Doch damit nicht genug. O'Brien wollte seine Modelle mit Live-Action der
menschlichen Darsteller kombinieren. Um dieses ehrgeizige Ziel zu verwirklichen,
benutzte er das sog. Split-Screen-Verfahren. Dabei wurden zunächst
die Darsteller durch eine Maske gefilmt, die den Großteil des Bildes
verdeckte. Meist kauerten sie in einer der unteren Ecken des Kaders und
reagierten auf die für sie unsichtbaren Monster. In einem zweiten
Schritt wurden dann die Trickaufnahmen mit einer Gegenmaske gefilmt, die
nun exakt den vorher abgedeckten Bereich freigab und die zuvor belichteten
Filmstellen abdeckte. Dazu wurde das noch nicht entwickelte Material in
der Kamera zurückgespult und ein zweites Mal belichtet, so dass schließlich
eine Kombination beider Elemente auf dem fertigen Negativ zu sehen war.

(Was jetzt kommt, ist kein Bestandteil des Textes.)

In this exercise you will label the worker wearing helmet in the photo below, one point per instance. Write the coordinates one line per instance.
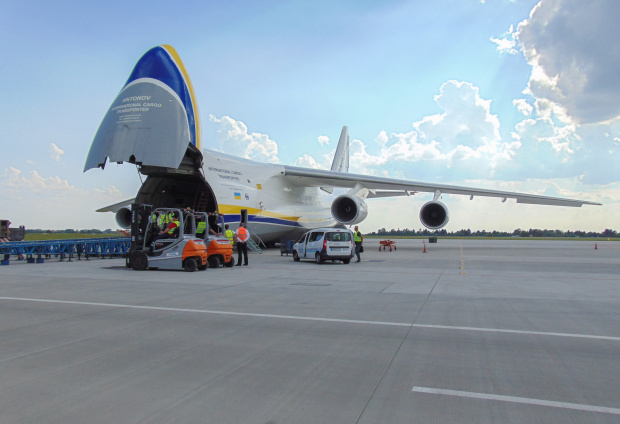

Trotz dieses enormen Aufwands sind in The Lost World insgesamt
49 Dinosaurier zu sehen, die alle (!) während eines Vulkanausbruchs
gemeinsam über das Plateau galoppieren - ein bis heute ungebrochener
Rekord!
The Lost World wurde im Februar 1925 im New Yorker Kino Astor Theater
uraufgeführt. Die erste Version kam in viragierten, d.h. eingefärbten
Kopien in die Kinos und hatte eine Laufzeit von fast zwei Stunden. Lange
Zeit galt etwa die Hälfte des Films als verschollen. Die Produktionsfirma
First National hatte 1929 alle Kopien des Films aus unbekanntem Grund
vernichtet und lediglich eine ca. 55-minütige Fassung auf 16mm herstellen
lassen, die in Schulen und Kirchen gezeigt wurde. Das Originalnegativ
von The Lost World gilt bis heute als verschollen. Lediglich der
Trailer und einige Standfotos schienen die Zeit spurlos überstanden
zu haben.
Dann wurden 1991 im Archiv von Warner Brothers Negative von fehlerhaften
Szenen entdeckt, die seinerzeit nicht für die Originalfassung verwendet
worden waren. Ein Jahr später fand man im Filmovy Archiv in Prag
eine nahezu vollständige Kopie des Films mit Zwischentiteln in tschechischer
Sprache. Schließlich tauchten noch einige Szenen auf, die aus der
Library of Congress und aus Privatsammlungen stammten. Mit diesem Material
stellte Ed Stratman vom George Eastman House eine Rekonstruktion der Originalfassung
von The Lost World her.
(Bernhard Kempen, Dinomedia)
Filmrestaurator David Shepard war auch mit dieser Version nicht zufrieden und erstellte auf Grundlage der tschechischen Kopie, zusätzlich recherchierten Filmmaterials, des Originaldrehbuchs und der Originalpartitur James Bradfords aus dem Jahre 1925 eine weitere Fassung, die wir Ihnen hier präsentieren. Da die Originalpartitur für die noch immer zu kurze rekonstruierte Filmfassung nicht adäquat adaptiert werden konnte, haben wir für Sie eine Neukomposition anlässlich der StummFilmMusikTage in Auftrag gegeben.